En général, ils et elles
- se sentent démuni-e-s face à une situation manquant de perspectives.
- peinent à entrer ou se maintenir dans le milieu du travail.
- ressentent la cohabitation avec leurs parents (en général mère seule, avec un niveau de formation faible) comme une contrainte.
- ne se sentent pas adultes et affirment ne pas vouloir le devenir. La vie adulte est synonyme de frustrations et de contraintes.
- aspirent à quitter le foyer parental et à acquérir une indépendance financière.

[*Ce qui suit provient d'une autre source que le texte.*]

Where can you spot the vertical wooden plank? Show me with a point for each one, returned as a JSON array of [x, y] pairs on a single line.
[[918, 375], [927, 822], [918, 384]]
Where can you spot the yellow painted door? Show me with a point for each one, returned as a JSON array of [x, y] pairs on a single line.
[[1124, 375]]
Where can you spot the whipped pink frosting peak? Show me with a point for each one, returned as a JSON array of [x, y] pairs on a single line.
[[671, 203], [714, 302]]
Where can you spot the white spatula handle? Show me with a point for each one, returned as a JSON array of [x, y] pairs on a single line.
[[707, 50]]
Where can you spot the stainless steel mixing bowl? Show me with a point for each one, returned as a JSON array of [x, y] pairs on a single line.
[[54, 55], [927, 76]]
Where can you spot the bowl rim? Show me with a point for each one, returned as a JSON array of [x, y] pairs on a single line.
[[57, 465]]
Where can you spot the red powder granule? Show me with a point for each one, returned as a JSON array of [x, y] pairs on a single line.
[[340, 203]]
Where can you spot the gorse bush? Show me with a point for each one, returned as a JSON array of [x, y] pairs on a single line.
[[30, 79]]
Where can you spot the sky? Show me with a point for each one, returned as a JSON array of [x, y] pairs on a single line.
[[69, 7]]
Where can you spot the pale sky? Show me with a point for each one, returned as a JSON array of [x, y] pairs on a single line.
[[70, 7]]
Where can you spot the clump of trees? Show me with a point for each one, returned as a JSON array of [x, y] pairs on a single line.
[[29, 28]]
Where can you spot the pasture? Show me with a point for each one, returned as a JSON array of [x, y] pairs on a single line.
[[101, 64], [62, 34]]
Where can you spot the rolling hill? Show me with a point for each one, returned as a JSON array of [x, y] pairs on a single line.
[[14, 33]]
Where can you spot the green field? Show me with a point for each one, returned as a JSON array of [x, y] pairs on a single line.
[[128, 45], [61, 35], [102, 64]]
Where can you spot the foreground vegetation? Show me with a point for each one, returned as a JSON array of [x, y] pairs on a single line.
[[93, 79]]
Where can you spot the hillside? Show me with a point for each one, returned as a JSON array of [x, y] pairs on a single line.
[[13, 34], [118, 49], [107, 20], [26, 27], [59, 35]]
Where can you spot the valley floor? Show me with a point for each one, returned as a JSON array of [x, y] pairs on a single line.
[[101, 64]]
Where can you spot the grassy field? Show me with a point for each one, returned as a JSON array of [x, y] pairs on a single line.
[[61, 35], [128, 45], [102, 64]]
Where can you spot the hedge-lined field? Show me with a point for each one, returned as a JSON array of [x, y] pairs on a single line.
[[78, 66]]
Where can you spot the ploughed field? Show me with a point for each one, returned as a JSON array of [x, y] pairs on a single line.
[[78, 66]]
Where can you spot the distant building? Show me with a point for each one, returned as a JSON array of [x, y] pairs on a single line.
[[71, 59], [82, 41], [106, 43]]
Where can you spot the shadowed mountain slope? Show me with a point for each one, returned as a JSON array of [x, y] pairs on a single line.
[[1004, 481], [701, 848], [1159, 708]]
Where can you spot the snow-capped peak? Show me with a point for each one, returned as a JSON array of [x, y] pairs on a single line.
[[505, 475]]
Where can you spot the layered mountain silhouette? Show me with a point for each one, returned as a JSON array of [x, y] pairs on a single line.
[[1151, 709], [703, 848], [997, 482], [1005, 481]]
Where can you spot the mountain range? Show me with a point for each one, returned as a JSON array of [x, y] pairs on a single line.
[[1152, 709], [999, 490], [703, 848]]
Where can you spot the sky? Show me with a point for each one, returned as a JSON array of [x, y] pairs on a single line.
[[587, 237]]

Ainsi, certains jeunes – aux parcours plutôt « exceptionnels » – parviennent à surmonter les obstacles et à construire un projet d’études en adéquation avec leurs rêves ou adaptés aux contraintes de la réalité. Pour les autres, peut-être la plupart, le chemin est plus difficile. Tant que l’accès à l’apprentissage leur est interdit, ils se retrouvent bloqués et exclus de toute possibilité de formation professionnelle.
[1] Etude financée par le Fonds stratégique de la HES-SO à travers le CEDIC - Centre d’études de la diversité culturelle et de la citoyenneté dans les domaines de la santé et du social.
Publications sur ce sujet :
- CARBAJAL Myrian 2007-2008. Ser madre a la distancia : análisis de una práctica transnacional : el caso de mujeres latinoamericanas en Suiza. L’Ordinaire Latino-américain 208-209 : 163-181.
- CARBAJAL Myrian et Nathalie LJUSLIN 2009. Reconstructions identitaires face à la clandestinité : le cas des femmes latino-américaines et de leurs enfants. Interdialogos 2/2009 : 10-13
- CARBAJAL Myrian et Nathalie LJUSLIN 2010. Jeunes sans-papiers d’Amérique latine en Suisse ou devenir adulte sur fond de recomposition de rôles. Lien social et Politiques 64, 125-135.
[2] Texte rédigé à partir des résultats de l’étude Jeunes Latino-américain-e-s sans-papiers : processus d’entrée dans la vie adulte, rapport de recherche, Myrian CARBAJAL et Nathalie LJUSLIN, 2010, Haute école fribourgeoise de travail social (HEF-TS), Givisiez
[3] Précisons que les résultats d’une recherche « qualitative », telle celle que nous avons menée, ne sont pas destinés à des généralisations mais visent à élaborer des hypothèses de compréhension. « Le type-idéal est une construction abstraite nous permettant de mieux comprendre la réalité sociale. Il n’est donc pas la reproduction fidèle d’une réalité sociale, mais permet d’éclairer certaines caractéristiques du réel, de les lier entre elles et d’en donner une interprétation fondée ». Cf. BOUDON, R., BESNARD, Ph. et al. (s/s la dir. de), Dictionnaire de la sociologie, Paris, Larousse, 1989.
[4] A l’Office de perfectionnement scolaire, de transition et d’insertion (OPTI). Cette année vise à consolider un projet professionnel et à le réaliser au travers de stages et de postulations.